The first year of my college experience was absolute mass chaos. It was the best of times and the worst of times. I laughed, I cried, I loved, I lost, I did a lot of other things that one might do in a coming of age novel. It's been happy and exciting and sad and really ugly and really beautiful. So in honor of the full freshman experience, here are some pieces of advice I would give to past me if I could go back and do it over.
1. Leave nothing unsaid.
Treat every day like it's the last day you're going to see the people you love. You would tell them what was on your mind if you were pressed for time, so why not tell them now? Some of my biggest regrets have come from leaving things unspoken and realizing I should have been up front earlier. Communication, openness, and honesty make most relationships so much stronger. If they don't love you after you speak your truth, they didn't love you, to begin with, so spill it.

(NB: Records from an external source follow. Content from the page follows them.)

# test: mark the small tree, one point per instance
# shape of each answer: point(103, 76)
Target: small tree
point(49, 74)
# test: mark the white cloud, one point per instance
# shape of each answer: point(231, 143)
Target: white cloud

2. Some things are worth running for.
I have a friend who used to tell me, "I'll never run for buses or boys. Another one of each will come soon enough." Here's my thing: some people are worth running for. It's one thing to leave an obviously toxic relationship. It's another matter entirely to walk away from a relationship that "doesn't deserve you" simply because you weren't willing to work for it. Don't let pride ruin your life. If you mess up, if there's been a miscommunication, if you've had a fight and you believe that person is worth it, there's nothing wrong with running after them. Don't make the mistake of letting them walk so far away that you lose them for good. (As for buses, class attendance policy is a real thing. Do what you gotta do to get there on time.)
3. Appreciate your dorm for what it is.
People used to tell me I was going to get tired of dorm life. Quite the opposite, I was sad to leave it. I loved my dorm. I loved my hall mates. I loved being able to walk across the street and see my friends at two in the morning, and I loved being ten minutes away from every class, dining hall, and facility I could need. Dorm life is hard. It builds character. It makes you appreciate privacy. It forces you to learn how to coexist with another person. It gets you out of your comfort zone. It makes you realize how grateful you are for your mom and your cats and your own washing machine where you can leave your clothes for as long as you want, and your room where you can really be alone-alone, and your driveway where you can park without getting a ticket. But dorm life is also beautiful. It gives you built in friends you never would have found outside of your hall. It puts you in the center of a beautiful energy you'll never recreate. It's one of a kind. Learn to love it, because you might just miss it.
4. Say "hey" first.
I will always love freshmen because of how willing they are to make friends. I remember my very first week of college when everyone was so eager to get to know people. Nobody knew anybody, and conversation flowed so freely. Every place with people was open grounds for a meet and greet. Now, the idea of seeing a stranger on a bus and randomly asking their major is ridiculous, but it shouldn't have to be. I wish that initiating conversation with strangers were normal even when we don't really "need" it. I wish open conversation and quickly developed intimacy between strangers wasn't just a means of first-year self-preservation. I wish our social lives were like one long freshman year.
5. Get used to interacting with strangers.
I used to be so afraid and awkward around people I didn't know. Sitting next to someone in a crowded room? Too weird, I'll take the floor. Public restrooms? Who uses those, I'll wait until I get home. Asking for help in a store? That cashier is going to hate me, I'll come back tomorrow. Let me tell you, once you've sat on a stranger's lap on an Orbit and gotten locked out of your room in nothing but a towel, your interactions with everyday strangers change a little bit. Privacy is nothing but a thing. Sitting next to a stranger in a movie? That's nothing after sitting without clothes in a stranger's room while you wait for your roommate to come back with the key.
6. More than anything, learn to be in the moment.
Learn to love where you are even if you don't necessarily want to be there. Trust the process and try to enjoy it. I promise you'll miss it more than you think.